Language Decidability



A language is called Decidable or Recursive if there is a Turing machine which accepts and halts on every input string w. Every decidable language is Turing-Acceptable.

Decidability and Decidable Languages

A decision problem P is decidable if the language L of all yes instances to P is decidable.

For a decidable language, for each input string, the TM halts either at the accept or the reject state as depicted in the following diagram −

Decidable Language

Example 1

Find out whether the following problem is decidable or not −

Is a number ‘m’ prime?

Solution

Prime numbers = {2, 3, 5, 7, 11, 13, …………..}

Divide the number ‘m’ by all the numbers between ‘2’ and ‘√m’ starting from ‘2’.

If any of these numbers produce a remainder zero, then it goes to the “Rejected state”, otherwise it goes to the “Accepted state”. So, here the answer could be made by ‘Yes’ or ‘No’.

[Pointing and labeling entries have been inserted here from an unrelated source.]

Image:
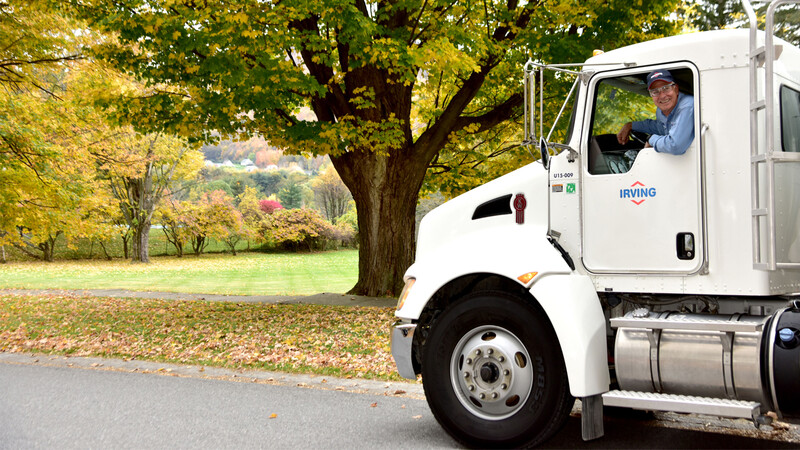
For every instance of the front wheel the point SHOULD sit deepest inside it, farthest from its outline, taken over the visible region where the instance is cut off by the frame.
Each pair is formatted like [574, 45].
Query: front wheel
[493, 372]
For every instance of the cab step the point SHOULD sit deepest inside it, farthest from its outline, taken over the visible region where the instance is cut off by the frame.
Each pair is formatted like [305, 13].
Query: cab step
[686, 404]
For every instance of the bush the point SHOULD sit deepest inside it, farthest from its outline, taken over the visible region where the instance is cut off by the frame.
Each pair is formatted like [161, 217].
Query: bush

Hence, it is a decidable problem.

Example 2

Given a regular language L and string w, how can we check if w ∈ L?

Solution

Take the DFA that accepts L and check if w is accepted

DFA 1

Some more decidable problems are −

  • Does DFA accept the empty language?
  • Is L1 ∩ L2 = ∅ for regular sets?

Note

  • If a language L is decidable, then its complement L' is also decidable

  • If a language is decidable, then there is an enumerator for it.